Following the Civil War, newly freed African Americans, eager to grow their communities, built churches and schools that symbolized their commitment to freedom and hope for a prosperous future. Prior to the construction of the Lee-Buckner Rosenwald School, a rudimentary log structure, built by African Americans in the Duplex/Spring Hill community, housed the first Freedman’s Bureau school in the area and doubled as the local Methodist Church. In 1867, Gilford Dudley, a white landowner and former slaveowner, deeded land to three freedmen, including Anderson Lee, for a church and school.

For thirty years, local African American children were actively educated at the Rural Hill School that also housed the Rural Hill ME Church in the Duplex/Spring Hill area. In 1925, Anderson Lee’s son, Monroe Lee, deeded land to Williamson County for the construction of the Lee-Buckner school. The school opened its doors in 1927, making it one of 5,000 Rosenwald schools constructed throughout the rural South. As the school grew, the lower grades continued to meet in the church, until the addition to the school (1948) could accommodate all grades in the same building.

With the Civil Rights Acts of 1964 and 1965, desegregation led to the closure of Lee Buckner.
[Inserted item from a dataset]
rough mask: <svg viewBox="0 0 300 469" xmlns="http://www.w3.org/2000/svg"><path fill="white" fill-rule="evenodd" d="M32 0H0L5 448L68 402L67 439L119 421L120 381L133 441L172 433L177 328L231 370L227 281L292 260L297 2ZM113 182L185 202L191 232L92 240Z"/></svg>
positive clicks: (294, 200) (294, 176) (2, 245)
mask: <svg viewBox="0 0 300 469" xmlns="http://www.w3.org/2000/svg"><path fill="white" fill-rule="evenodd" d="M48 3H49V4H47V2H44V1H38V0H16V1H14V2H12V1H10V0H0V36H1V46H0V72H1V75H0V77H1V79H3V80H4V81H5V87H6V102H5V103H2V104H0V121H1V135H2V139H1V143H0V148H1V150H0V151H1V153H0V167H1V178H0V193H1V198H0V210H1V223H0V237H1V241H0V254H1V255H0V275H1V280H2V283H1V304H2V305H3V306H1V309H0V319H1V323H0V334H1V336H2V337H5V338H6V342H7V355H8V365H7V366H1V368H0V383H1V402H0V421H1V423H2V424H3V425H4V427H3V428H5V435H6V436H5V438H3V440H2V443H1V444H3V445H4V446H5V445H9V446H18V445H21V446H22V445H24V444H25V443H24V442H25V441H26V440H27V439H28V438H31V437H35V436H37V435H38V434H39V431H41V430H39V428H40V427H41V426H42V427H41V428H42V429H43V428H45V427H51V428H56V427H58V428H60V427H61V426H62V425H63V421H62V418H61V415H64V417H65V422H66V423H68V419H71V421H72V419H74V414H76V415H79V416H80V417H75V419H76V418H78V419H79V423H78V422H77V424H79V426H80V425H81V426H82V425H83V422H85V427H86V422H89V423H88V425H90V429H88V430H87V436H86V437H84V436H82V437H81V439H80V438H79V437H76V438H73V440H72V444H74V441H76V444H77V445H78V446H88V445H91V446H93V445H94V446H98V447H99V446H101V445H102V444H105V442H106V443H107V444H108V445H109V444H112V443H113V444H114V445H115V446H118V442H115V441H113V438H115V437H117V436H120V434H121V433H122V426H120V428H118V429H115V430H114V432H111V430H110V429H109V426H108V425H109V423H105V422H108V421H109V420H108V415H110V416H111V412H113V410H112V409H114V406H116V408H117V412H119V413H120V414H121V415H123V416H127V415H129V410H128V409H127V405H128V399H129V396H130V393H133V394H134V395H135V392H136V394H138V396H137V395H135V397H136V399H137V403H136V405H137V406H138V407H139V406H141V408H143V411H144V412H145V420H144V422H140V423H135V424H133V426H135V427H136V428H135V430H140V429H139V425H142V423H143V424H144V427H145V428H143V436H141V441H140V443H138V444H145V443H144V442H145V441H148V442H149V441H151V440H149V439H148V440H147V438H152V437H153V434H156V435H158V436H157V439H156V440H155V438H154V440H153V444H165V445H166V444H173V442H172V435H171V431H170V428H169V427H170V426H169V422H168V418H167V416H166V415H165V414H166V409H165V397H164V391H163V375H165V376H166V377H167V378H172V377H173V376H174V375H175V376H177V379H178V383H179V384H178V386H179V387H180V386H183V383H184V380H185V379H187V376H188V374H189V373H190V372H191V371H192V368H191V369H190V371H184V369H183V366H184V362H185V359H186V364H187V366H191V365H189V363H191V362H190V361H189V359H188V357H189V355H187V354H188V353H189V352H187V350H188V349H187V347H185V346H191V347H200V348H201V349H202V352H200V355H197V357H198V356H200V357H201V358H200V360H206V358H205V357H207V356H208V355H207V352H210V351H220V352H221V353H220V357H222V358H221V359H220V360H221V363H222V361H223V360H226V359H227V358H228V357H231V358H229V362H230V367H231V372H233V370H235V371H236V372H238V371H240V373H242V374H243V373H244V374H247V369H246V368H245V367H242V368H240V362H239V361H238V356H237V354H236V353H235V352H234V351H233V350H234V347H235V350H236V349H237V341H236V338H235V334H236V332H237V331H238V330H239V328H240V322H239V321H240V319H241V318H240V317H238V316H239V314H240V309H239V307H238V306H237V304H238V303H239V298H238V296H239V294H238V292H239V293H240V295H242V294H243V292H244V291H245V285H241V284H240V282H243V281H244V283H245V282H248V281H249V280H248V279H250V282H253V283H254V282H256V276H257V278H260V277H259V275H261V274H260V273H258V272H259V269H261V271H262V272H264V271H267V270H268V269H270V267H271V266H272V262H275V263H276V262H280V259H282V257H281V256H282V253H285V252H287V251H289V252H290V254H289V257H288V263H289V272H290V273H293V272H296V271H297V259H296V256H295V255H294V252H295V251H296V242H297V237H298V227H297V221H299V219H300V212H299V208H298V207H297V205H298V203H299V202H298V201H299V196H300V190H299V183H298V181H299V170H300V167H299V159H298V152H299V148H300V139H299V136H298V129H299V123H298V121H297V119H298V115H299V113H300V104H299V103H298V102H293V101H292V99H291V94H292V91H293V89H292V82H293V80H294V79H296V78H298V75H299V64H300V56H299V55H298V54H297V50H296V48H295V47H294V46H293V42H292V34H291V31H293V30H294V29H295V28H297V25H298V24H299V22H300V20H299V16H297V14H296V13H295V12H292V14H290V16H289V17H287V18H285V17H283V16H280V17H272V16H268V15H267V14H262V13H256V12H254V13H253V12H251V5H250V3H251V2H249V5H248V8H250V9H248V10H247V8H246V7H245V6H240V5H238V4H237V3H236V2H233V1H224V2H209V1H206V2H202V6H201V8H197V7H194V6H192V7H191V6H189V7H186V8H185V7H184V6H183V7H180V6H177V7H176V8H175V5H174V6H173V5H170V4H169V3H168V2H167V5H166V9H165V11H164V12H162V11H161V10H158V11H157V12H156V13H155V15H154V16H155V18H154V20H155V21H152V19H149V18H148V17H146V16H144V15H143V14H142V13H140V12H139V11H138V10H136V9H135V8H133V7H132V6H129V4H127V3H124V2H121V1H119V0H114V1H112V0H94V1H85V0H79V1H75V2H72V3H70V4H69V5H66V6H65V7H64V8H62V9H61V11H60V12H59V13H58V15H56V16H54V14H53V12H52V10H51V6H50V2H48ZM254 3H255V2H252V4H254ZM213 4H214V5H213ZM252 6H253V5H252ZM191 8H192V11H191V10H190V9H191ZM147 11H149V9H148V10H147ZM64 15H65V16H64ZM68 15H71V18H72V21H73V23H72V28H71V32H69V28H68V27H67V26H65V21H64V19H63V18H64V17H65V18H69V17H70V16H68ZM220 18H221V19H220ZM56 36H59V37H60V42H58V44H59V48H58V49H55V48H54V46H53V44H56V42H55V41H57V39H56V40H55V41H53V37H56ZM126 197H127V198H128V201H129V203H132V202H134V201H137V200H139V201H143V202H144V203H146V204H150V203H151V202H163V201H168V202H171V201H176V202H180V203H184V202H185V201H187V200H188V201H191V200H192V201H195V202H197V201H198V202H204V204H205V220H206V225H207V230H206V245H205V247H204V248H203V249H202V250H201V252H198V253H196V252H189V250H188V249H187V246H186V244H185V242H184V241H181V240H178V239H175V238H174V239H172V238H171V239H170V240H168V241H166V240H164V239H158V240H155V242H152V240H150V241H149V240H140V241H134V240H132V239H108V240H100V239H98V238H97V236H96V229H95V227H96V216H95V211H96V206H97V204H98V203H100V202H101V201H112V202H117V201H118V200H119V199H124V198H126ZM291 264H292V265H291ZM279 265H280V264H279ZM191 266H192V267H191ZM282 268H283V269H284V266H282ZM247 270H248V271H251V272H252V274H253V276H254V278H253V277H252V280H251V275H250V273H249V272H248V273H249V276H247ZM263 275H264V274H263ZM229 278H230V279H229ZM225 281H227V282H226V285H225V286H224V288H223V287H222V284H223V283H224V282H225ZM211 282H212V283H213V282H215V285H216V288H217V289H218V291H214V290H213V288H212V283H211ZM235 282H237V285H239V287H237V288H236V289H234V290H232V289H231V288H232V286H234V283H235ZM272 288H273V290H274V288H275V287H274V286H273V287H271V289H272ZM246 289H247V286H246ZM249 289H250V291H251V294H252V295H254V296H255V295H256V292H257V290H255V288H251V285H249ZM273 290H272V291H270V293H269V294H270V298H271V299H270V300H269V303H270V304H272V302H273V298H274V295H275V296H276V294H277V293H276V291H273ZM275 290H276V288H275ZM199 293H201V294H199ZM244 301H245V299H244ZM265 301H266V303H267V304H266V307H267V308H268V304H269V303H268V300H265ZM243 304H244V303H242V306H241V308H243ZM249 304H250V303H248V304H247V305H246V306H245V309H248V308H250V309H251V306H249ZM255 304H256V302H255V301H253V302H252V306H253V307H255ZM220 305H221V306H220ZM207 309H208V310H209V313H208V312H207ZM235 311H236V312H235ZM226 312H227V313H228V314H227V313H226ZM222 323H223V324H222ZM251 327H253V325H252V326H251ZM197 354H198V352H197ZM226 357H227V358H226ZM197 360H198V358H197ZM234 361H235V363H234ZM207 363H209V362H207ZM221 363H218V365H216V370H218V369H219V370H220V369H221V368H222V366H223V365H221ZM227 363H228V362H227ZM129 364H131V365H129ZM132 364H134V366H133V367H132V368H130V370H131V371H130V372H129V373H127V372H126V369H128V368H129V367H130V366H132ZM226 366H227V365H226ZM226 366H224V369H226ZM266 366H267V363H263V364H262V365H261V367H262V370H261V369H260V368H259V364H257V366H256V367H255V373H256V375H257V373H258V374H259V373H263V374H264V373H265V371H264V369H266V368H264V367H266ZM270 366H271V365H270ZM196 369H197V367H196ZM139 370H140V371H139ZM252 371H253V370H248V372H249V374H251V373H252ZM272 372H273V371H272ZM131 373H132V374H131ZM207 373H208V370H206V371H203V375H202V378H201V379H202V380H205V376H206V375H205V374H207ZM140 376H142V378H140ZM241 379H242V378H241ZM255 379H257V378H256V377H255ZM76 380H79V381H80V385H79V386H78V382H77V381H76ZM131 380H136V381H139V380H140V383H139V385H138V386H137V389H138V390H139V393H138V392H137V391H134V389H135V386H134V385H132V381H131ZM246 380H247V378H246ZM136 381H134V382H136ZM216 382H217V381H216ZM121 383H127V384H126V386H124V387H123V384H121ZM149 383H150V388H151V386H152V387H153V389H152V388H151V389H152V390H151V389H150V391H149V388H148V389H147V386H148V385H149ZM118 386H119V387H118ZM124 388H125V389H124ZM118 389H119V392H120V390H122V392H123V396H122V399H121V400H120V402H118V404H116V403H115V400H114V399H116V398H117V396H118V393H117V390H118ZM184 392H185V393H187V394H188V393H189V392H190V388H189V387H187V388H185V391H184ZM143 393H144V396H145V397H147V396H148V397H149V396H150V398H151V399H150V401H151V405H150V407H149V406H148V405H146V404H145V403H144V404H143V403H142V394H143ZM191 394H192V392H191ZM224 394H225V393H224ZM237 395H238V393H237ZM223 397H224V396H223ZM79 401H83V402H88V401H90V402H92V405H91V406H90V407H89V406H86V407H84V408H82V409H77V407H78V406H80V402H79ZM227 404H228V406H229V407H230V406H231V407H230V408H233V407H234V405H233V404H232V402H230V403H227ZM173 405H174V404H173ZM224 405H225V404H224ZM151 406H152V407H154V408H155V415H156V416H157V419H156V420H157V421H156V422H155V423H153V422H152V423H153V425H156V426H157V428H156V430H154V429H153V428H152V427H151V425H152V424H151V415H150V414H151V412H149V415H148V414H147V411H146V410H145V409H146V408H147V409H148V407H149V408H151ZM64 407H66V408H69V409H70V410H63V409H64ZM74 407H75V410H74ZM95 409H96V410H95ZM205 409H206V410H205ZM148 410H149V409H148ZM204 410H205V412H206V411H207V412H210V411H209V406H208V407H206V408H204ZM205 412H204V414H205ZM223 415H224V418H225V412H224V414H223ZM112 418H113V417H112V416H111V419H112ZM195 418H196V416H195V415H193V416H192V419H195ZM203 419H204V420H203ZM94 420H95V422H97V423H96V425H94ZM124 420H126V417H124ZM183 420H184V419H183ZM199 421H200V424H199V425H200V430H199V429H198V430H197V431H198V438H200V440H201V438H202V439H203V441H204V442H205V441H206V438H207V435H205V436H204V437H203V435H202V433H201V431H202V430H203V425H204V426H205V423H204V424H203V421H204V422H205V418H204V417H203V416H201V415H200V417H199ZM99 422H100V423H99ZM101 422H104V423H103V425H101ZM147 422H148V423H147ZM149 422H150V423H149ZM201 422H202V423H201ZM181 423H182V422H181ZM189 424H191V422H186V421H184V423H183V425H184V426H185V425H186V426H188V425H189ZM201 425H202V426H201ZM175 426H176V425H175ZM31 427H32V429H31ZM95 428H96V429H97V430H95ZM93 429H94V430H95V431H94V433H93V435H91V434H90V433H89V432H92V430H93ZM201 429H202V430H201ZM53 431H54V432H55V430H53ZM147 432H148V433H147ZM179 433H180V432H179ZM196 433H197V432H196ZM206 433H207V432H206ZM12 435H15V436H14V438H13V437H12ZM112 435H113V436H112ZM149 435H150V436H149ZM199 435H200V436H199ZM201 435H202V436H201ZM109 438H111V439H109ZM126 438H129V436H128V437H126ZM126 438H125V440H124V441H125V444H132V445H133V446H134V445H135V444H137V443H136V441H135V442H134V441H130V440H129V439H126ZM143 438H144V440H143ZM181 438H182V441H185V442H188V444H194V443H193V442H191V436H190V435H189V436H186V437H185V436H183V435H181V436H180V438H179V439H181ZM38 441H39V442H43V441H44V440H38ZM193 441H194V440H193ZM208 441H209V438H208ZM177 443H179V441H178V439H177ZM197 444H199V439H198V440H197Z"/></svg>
Into the late twentieth century, the school converted to a private residence until the 1990s. Once abandoned, the Lee-Buckner became a distant memory, except for the students and teachers who forged ahead in midst of segregation and difficult times. Now, fewer than a quarter of Rosenwald schoolhouses survive. In 2011, the National Trust categorized Rosenwald schoolhouses as one of the most endangered historic structures in the country.

Today, the Lee-Buckner schoolhouse is a silent historic reminder of an important part of our collective past in Williamson County. As a part of our newest restoration and rehabilitation project, Franklin Grove Estate and Gardens, The Heritage Foundation of Williamson County plans to fully restore the Lee-Buckner school and relocate it to Franklin Grove. Within its restored walls, a permanent interpretive exhibit on the school’s longstanding history will be displayed as well as rotating interpretive exhibits on African American history and additional space for ongoing educational programs and cultural events.